Prose said she got the idea for her book on Frank in 2005 while she was writing a novel told from the perspective of a young girl. “I was trying to remember what it had been like to be a 13-year-old girl,” she said. "I kind of hit a wall and thought that to break the block, maybe I should read something written by a 13-year-old girl.”

In Prose’s view, the best thing ever written by a 13-year-old girl is Anne Frank’s Diary.

Prose found in the long interim between reading the book in school and re-reading it as an adult how wonderfully written it was, and that it was a bona-fide work of literature, the work of a teenage genius.

Initially, Prose planned to do a close reading of the Diary and analyze how Anne Frank wrote. She also felt some redress was necessary; that Anne had not received due credit as a writer, partly perhaps because she was a teenager (Prose cited a stinging, dismissive review by literary critic Harold Bloom).

According to Prose (who did much of the research for her book at the Anne Frank House and Annex in Amsterdam) the most startling fact she learned was that Anne completely revised the Diary before her capture and incarceration by the Nazis.

“There are 250 sheets of colored paper with her rewrites,” Prose said. “The revisions are extraordinary and really show the writer she had become. Part of it is the difference between being a 13-year-old girl when she started the diary and a 15 year old when she revised it.”

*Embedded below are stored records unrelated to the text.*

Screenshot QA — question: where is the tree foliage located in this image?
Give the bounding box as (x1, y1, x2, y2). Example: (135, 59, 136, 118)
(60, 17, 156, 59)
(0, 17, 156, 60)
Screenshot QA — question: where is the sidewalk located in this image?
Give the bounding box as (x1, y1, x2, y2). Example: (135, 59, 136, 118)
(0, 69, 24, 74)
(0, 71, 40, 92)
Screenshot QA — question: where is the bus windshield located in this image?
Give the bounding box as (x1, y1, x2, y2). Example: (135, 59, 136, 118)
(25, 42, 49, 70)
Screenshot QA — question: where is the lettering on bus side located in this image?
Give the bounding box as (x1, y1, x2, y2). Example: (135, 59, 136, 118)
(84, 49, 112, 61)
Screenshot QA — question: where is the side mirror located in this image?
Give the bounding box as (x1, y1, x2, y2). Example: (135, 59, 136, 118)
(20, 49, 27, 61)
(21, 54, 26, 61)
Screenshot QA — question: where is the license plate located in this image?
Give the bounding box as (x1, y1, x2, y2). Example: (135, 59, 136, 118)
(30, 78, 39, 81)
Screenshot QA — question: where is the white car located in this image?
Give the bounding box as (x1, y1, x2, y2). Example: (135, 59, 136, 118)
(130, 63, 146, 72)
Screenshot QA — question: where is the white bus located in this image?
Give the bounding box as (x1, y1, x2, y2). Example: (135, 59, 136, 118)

Prose added that the reason the world knows about the revisions was because of Holocaust deniers who claimed they were forgeries or that Otto Frank (Anne’s father) had written them himself.

According to Prose, there are three versions of Anne’s Diary: the original version, the second version containing Anne’s revisions and a third version that Otto Frank edited.

“Anne originally imagined her diary as a sort of detective novel, like a Dutch version of Nancy Drew,” Prose said. “She wrote spontaneously and then when she went back and did the revisions, she clarified things.”

Although Prose admits that the play by playwrights Albert Goodrich and Frances Hackett introduced the Diary to new audiences worldwide, by her own estimation, Prose considers the plotting and dialogue of the play and later Hollywood movie that starred Millie Perkins in the Anne role to be “cheesified.”

As to the question of what kind of a writer Anne Frank could have become if she survived the war: “Anne was supremely talented,” Prose said. “Because the Diary was spontaneous, because there was real literary heft behind it and the imagination of someone who really knew how to write, maybe she would have become a journalist. That was another of her ambitions. There’s no telling.”

In addition to her books, Prose’s work has appeared in The Atlantic and The New Republic. She was awarded the first Dayton Literary Peace Prize in fiction and in 2000 was a finalist for the National Book Award. Prose is also the recipient of the Washington University International Humanities Medal, Guggenheim and Fulbright Fellowships, as well as two NEA grants and a PEN translation prize. She teaches writing at Bard College.